For this reason, through TOVO Training we like to break down Principles of Play into three categories.
1. Managing Oneself
2. Managing Space
3. Managing the Ball
The three fundamental commitments from each player must be to do their best, behave and have fun. It is really not more complicated than that. If every payer manages this expectation on and off the pitch we know that they will have a far greater chance to maximize their potential and allow their passion to drive their ambition.
It is here that we speak of angles, distant, timing, lines, and situation. Of course, this warrants much more than a blog article to detail. Having said that, managing space is so critically important to train and I must say that we tend to dismiss the importance of these critical concepts too often. Position play is a bit challenging to coach, but well worth the effort to delve into if we are to provide players with the profound understanding of spatial relationships that they will need to execute their craft.
Managing the Ball
You need only visit the web to see the multitude of opportunities, phone apps and private services that focus on this aspect of player development. Technical precision is critically important and qualified people in small group or individualized instruction can certainly improve a player’s ball mastery. However, the match does not require skill. A match requires applied skill in the face of constantly changing variables. Our goal must be to improve execution in real time in the face of opponents if we are to develop true talent.

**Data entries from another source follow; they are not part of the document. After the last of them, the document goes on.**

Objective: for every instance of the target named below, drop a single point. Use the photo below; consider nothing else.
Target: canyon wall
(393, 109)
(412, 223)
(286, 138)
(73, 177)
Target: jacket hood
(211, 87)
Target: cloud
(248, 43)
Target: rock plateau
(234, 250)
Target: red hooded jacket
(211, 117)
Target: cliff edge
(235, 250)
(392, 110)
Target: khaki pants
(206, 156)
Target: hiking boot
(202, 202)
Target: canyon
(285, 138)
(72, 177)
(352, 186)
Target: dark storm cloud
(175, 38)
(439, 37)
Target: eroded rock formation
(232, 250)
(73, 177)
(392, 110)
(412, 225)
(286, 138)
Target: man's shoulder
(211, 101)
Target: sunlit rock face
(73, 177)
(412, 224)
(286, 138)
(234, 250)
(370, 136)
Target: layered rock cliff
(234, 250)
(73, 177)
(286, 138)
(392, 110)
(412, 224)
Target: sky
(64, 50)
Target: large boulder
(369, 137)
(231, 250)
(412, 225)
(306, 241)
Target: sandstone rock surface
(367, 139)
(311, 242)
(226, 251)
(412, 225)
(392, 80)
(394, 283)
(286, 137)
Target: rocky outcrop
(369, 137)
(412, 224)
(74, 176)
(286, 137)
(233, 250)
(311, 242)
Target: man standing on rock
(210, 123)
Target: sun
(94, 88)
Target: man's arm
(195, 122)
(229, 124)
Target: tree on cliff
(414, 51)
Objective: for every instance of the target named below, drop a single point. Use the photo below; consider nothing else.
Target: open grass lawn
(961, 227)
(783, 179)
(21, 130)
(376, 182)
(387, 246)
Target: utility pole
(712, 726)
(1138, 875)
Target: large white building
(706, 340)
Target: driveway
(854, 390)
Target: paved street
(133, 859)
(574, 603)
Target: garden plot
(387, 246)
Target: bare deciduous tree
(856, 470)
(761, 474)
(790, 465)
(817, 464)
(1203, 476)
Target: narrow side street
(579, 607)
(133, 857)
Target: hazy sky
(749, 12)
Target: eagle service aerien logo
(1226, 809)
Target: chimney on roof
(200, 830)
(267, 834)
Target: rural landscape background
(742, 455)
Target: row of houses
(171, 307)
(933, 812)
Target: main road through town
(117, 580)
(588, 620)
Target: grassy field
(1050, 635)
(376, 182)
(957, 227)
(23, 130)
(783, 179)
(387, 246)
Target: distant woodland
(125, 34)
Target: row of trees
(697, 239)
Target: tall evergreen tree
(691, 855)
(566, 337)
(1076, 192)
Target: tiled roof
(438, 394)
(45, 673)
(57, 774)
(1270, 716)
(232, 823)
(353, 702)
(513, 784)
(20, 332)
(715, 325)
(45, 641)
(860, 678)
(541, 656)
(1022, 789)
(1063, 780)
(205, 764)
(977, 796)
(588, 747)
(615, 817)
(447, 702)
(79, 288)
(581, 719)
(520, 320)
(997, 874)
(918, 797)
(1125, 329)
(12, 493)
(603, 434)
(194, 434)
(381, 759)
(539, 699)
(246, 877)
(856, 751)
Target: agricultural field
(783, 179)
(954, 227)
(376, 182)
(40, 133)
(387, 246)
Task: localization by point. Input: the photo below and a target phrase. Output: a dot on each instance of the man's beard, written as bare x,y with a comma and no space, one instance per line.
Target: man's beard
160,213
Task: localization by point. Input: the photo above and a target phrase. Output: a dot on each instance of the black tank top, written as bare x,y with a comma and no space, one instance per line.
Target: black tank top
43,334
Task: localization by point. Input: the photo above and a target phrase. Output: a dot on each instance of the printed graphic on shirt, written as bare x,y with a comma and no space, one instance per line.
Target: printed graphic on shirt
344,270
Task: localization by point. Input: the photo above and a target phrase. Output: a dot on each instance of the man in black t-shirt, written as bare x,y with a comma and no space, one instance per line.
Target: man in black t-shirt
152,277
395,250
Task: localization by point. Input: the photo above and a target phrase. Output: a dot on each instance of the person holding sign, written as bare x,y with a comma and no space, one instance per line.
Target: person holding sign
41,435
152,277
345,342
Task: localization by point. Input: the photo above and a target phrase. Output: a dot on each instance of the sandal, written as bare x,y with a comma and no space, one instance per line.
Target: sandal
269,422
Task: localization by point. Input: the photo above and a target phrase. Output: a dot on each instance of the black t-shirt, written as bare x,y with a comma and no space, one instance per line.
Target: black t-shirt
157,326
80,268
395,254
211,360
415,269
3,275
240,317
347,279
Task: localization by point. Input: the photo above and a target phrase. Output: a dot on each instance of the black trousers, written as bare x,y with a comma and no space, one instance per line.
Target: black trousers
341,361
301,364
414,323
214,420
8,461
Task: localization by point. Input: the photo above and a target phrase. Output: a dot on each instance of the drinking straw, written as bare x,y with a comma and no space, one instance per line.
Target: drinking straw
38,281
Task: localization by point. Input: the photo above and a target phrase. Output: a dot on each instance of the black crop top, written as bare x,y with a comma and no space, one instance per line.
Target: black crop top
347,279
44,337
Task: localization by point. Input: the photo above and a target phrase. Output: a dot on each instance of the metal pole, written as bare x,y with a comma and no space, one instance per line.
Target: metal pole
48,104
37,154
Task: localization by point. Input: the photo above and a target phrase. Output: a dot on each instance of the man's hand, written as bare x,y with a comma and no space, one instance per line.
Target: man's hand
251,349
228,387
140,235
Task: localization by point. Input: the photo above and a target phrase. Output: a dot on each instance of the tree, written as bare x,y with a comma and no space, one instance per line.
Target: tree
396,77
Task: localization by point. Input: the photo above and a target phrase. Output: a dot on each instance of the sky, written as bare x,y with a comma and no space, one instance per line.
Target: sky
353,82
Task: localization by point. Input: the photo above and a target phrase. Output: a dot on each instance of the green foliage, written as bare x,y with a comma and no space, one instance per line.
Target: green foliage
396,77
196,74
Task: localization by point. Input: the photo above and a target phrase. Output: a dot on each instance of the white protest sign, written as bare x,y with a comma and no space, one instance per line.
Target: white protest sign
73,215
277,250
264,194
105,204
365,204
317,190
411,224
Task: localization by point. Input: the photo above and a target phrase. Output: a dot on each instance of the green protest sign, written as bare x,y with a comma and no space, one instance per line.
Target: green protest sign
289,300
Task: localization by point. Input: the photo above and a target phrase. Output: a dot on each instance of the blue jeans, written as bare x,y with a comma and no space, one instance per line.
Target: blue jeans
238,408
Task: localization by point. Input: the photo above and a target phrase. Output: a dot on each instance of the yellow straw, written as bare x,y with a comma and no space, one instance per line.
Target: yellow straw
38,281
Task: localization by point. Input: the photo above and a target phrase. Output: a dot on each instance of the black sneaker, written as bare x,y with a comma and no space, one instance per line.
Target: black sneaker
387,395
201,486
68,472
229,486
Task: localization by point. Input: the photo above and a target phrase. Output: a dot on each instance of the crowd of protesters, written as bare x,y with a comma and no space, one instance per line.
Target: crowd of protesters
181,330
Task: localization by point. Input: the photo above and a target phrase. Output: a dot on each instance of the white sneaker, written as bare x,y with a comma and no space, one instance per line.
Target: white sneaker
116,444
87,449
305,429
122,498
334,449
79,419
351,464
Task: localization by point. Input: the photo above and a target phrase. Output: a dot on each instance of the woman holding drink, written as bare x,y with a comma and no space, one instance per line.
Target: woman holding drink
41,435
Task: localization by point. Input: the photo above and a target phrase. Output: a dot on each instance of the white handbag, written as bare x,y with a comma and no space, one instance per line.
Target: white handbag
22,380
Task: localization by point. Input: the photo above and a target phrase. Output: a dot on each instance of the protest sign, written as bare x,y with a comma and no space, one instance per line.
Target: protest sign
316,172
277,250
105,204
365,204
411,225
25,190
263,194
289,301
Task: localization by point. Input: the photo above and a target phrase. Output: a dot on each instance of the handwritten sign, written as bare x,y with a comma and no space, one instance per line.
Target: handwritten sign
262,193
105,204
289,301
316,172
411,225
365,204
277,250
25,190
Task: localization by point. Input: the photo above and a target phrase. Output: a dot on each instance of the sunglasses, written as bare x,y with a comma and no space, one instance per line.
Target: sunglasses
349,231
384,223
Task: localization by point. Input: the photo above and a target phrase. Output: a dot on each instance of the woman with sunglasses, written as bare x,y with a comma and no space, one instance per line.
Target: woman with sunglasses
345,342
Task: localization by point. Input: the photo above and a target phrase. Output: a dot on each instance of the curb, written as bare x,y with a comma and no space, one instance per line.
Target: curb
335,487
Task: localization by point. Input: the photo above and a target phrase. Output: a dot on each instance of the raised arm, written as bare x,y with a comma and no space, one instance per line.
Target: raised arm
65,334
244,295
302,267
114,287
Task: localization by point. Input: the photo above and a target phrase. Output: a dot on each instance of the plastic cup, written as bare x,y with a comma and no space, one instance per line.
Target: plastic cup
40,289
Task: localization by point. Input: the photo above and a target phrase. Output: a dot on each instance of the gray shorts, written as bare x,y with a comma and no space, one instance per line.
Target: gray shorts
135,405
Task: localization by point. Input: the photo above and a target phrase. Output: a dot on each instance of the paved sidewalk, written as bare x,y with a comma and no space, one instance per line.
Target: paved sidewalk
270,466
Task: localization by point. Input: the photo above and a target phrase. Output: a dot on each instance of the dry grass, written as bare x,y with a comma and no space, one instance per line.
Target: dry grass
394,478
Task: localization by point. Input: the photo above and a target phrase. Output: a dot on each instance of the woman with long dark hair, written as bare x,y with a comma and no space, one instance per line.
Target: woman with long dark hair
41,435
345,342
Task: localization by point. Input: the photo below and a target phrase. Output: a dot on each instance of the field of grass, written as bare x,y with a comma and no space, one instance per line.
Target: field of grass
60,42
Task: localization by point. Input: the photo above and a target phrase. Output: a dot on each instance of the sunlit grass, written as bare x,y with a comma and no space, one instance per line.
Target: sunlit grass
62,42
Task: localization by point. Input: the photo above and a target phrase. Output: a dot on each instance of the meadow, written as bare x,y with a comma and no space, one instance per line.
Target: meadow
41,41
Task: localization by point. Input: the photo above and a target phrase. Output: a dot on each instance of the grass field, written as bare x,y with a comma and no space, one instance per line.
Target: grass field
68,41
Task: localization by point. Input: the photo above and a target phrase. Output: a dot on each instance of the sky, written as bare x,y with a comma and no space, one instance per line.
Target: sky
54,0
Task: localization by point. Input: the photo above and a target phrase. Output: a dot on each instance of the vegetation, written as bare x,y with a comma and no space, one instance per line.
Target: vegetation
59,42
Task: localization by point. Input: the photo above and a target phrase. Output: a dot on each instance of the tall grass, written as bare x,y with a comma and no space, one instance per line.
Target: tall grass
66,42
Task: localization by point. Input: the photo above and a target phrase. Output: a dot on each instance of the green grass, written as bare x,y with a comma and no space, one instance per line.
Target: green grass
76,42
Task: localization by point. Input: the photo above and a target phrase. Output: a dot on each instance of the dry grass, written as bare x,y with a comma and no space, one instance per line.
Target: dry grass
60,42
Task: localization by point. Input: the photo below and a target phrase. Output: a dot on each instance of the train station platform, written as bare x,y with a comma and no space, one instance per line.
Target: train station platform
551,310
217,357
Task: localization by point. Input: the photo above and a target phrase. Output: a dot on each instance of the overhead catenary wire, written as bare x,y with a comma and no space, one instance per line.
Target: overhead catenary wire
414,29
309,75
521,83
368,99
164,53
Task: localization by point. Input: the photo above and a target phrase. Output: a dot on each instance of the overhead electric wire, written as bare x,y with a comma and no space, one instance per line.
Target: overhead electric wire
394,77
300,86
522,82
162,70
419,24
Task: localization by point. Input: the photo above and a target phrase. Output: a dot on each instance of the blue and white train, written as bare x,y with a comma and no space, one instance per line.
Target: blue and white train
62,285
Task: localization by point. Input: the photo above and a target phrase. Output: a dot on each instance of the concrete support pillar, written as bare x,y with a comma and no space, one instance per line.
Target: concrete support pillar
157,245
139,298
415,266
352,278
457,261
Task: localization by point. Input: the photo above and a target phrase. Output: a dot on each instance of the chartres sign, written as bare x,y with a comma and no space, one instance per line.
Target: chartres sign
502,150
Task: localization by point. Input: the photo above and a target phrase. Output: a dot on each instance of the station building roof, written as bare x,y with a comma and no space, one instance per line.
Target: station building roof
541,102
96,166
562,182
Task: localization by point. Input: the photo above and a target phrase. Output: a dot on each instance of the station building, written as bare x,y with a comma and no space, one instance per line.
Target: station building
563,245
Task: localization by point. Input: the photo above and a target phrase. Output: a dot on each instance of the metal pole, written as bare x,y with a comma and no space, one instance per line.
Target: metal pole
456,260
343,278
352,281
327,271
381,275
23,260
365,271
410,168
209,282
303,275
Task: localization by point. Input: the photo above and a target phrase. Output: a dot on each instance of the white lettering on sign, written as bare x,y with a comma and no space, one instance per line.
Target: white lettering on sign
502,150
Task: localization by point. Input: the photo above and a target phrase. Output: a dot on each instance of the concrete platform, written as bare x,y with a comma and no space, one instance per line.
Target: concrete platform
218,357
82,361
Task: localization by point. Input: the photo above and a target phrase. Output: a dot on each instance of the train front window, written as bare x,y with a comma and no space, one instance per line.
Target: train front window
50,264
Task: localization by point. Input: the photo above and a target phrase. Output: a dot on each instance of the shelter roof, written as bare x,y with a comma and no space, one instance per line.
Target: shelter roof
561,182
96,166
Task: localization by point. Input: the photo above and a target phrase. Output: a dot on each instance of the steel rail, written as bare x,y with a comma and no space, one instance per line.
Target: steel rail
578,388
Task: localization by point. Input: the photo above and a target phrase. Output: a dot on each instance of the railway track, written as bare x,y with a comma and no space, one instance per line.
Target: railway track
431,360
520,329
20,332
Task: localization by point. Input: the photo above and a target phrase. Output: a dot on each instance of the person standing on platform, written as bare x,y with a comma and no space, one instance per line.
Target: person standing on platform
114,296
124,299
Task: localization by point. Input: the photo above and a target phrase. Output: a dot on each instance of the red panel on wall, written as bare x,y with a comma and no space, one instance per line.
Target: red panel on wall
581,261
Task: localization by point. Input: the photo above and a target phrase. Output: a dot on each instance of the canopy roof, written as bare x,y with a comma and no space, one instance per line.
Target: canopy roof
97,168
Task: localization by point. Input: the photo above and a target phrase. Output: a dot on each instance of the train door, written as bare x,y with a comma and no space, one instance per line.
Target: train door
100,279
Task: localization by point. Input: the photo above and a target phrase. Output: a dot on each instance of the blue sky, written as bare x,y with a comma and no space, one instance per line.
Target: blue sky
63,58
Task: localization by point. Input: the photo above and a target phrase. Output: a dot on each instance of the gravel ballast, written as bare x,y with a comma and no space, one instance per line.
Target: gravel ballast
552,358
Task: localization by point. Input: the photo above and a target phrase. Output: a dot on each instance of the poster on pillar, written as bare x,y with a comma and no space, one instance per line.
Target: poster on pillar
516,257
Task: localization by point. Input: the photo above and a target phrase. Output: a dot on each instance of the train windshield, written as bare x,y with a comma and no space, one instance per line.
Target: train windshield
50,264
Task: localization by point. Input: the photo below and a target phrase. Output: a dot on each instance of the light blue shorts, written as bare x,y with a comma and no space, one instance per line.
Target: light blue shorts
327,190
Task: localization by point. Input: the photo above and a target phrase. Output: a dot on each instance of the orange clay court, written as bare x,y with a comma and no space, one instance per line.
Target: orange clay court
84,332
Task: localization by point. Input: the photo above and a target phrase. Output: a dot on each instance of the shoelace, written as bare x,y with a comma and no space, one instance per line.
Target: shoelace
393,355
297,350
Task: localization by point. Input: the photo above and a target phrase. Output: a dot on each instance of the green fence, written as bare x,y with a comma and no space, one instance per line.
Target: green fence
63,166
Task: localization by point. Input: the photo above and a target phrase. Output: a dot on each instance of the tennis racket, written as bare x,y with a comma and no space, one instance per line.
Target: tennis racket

Overall, the beauty and harsh reality of football is that it is a complex game that requires intelligence in the form of remarkably quick cognitive processing. If we are not training players to manage themselves, space and the ball simultaneously then we are not training them for the demands of the game.
What can your players do with 2 touches and 1 second per possession? And perhaps more importantly, what can they do with the 89 minutes of the match that they will not be touching the ball at all?
*Carling C (2010) Analysis of physical activity profiles when running with the ball in a professional soccer team. Journal of Sports Sciences, 28:319-326.